The difference between truth and ediscovery

By Tim Williams

Startups are addictive. When you set a milestone and then meet it, it's like a rush of adrenaline. I'm on my third startup, a company focused on enterprise-class content indexing, and I still remember clearly the excitement I felt years ago when we first started receiving an influx of calls from law firms after announcing our ability to directly index backup tapes.

As any IT professional knows instinctively, there is no better place to find responsive data to past events than backups. They are read-only copies of data made at the time of the event and stored on backup tapes: complete, timely, and unspoiled. Up until our announcement, we thought the only remaining problem was the cost. Pulling that data off of legacy tapes was so complicated, expensive and service intensive, that it was easy to exclude it with a burden argument.

Our software fully automated indexing the data on tapes so they could be searched directly, and only the responsive data restored. And since it was all done with software, we could afford to sell it for orders of magnitude less than the then-current service-intensive alternatives.

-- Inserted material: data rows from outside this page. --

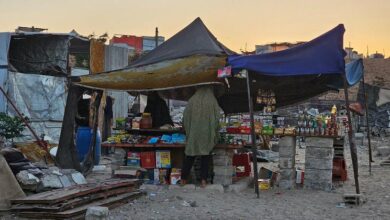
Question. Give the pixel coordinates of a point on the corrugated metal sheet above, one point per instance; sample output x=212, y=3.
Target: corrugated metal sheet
x=149, y=43
x=117, y=58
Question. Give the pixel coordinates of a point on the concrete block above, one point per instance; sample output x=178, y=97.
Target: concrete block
x=223, y=170
x=319, y=142
x=318, y=176
x=383, y=151
x=223, y=180
x=318, y=186
x=97, y=213
x=286, y=163
x=222, y=161
x=315, y=163
x=287, y=174
x=319, y=152
x=213, y=187
x=287, y=184
x=287, y=147
x=223, y=152
x=239, y=186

So the phone would ring, someone from a law firm would ask the price, we would proudly announce it, and far more often than not ... we would never hear from them again. We were puzzled. We thought price mattered. Why weren't we winning? How we could have gotten it so wrong?

It turns out, the prospects were calling us and our competitors to find out who had the highest price, not the lowest price. They didn't want to find the data, they wanted to build a burden argument to prove it was too expensive to find. So they threw out our number and went with the highest they could find.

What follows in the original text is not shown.